Group Efforts Throughout Bristol

The other members of the group are additionally making the most of bright periods between showers of fall precipitation. At a rooftop garden overlooking the city's glistening harbour, where medieval merchant vessels once bobbed with casks of wine from Europe and the Iberian peninsula, one cultivator is harvesting her rondo grapes from approximately fifty plants. "I love the aroma of the grapevines. It is so evocative," she says, stopping with a basket of grapes slung over her arm. "It recalls the fragrance of Provence when you roll down the vehicle windows on holiday."

Grant, fifty-two, who has devoted more than 20 years working for humanitarian organizations in conflict zones, unexpectedly took over the grape garden when she moved back to the United Kingdom from East Africa with her family in 2018. She experienced an strong responsibility to look after the grapevines in the yard of their new home. "This plot has previously endured three different owners," she says. "I really like the idea of natural stewardship – of passing this on to someone else so they can continue producing from this land."

Sloping Vineyards and Natural Winemaking

Nearby, the final two members of the collective are busily laboring on the steep inclines of Avon Gorge. One filmmaker has established over one hundred fifty vines situated on ledges in her wild half-acre garden, which descends towards the silty River Avon. "People are always surprised," she notes, gesturing towards the interwoven vineyard. "They can't believe they can see grapevine lines in a city street."

Currently, the filmmaker, 60, is harvesting bunches of deep violet dark berries from lines of vines slung across the cliff-side with the assistance of her daughter, Luca. Scofield, a documentary producer who has worked on streaming service's Great National Parks series and BBC Two's gardening shows, was inspired to cultivate vines after seeing her neighbor's grapevines. She has learned that hobbyists can produce interesting, enjoyable traditional vintage, which can command prices of upwards of £7 a serving in the growing number of establishments focusing on minimal-intervention vintages. "It's just incredibly satisfying that you can actually create good, natural wine," she states. "It is quite fashionable, but really it's reviving an old way of making vintage."
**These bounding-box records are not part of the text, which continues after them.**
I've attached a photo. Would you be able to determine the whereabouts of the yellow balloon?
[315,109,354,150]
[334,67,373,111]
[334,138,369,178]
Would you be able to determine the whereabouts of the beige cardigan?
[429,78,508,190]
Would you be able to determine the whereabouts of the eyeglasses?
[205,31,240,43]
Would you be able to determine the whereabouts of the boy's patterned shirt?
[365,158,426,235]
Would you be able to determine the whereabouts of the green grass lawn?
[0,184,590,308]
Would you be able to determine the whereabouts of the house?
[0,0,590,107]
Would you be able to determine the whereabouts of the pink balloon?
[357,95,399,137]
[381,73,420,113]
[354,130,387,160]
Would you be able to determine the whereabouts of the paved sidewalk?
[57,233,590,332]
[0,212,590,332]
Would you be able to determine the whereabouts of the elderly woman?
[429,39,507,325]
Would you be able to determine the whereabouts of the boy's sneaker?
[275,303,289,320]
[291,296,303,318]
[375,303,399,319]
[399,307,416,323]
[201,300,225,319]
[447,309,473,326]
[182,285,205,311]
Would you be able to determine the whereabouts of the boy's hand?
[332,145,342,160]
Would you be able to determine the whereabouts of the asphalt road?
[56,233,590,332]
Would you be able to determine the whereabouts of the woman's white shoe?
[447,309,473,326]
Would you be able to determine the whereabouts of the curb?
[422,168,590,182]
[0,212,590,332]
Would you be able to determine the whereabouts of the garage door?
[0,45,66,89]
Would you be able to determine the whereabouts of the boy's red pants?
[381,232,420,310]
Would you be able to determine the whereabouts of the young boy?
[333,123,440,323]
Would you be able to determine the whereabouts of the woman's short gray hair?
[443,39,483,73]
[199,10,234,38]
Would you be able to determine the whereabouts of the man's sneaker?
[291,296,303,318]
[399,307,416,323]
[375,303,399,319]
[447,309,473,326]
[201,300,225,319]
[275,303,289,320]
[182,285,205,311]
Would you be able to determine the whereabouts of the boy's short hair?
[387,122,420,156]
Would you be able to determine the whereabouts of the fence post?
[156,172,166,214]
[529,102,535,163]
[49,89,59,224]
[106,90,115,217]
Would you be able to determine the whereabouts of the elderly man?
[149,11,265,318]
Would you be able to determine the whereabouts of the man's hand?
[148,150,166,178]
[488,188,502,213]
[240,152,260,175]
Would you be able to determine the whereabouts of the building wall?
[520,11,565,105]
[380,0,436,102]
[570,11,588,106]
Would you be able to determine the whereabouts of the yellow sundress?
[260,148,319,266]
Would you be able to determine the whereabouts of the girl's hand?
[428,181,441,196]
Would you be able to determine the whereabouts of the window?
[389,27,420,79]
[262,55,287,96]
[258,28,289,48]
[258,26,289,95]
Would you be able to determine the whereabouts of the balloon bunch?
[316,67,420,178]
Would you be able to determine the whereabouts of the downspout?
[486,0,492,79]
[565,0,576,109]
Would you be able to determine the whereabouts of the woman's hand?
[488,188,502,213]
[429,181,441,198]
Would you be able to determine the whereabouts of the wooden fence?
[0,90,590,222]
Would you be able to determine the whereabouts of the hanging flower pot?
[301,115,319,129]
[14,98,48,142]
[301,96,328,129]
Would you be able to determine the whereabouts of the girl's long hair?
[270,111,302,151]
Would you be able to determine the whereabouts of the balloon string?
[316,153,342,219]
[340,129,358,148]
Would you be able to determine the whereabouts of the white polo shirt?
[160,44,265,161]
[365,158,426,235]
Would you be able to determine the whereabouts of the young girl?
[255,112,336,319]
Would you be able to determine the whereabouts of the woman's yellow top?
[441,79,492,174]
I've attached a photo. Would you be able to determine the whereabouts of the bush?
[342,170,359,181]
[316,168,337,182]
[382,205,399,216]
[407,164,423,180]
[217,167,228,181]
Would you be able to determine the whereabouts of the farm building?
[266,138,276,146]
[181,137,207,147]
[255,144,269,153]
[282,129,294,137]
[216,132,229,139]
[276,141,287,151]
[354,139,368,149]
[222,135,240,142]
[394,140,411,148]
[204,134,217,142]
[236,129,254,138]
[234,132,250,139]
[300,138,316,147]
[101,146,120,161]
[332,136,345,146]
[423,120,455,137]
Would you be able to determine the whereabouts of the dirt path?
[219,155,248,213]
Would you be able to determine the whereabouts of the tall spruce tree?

"When I tread the fruit, the various wild yeasts come off the skins into the liquid," says Scofield, partially submerged in a bucket of tiny stems, pips and red liquid. "That's how vintages were made traditionally, but commercial producers add sulphur [dioxide] to kill the wild yeast and subsequently add a lab-grown culture."

Difficult Conditions and Creative Solutions

A few doors down active senior Bob Reeve, who motivated his neighbor to plant her vines, has gathered his companions to harvest white wine varieties from the 100 plants he has laid out neatly across two terraces. The former teacher, a Lancashire-born PE teacher who worked at Bristol University developed a passion for wine on regular visits to France. But it is a difficult task to cultivate Chardonnay grapes in the humidity of the valley, with temperature fluctuations moving through from the nearby estuary. "I aimed to make French-style vintages here, which is a bit bonkers," admits Reeve with amusement. "This variety is slow-maturing and particularly vulnerable to fungal infections."

"I wanted to make Burgundian wines in this environment, which is a bit bonkers"

The unpredictable Bristol climate is not the only challenge faced by winegrowers. The gardener has been compelled to install a fence on

Kimberly Bean
Kimberly Bean

A professional poker strategist with over a decade of experience in tournament play and coaching.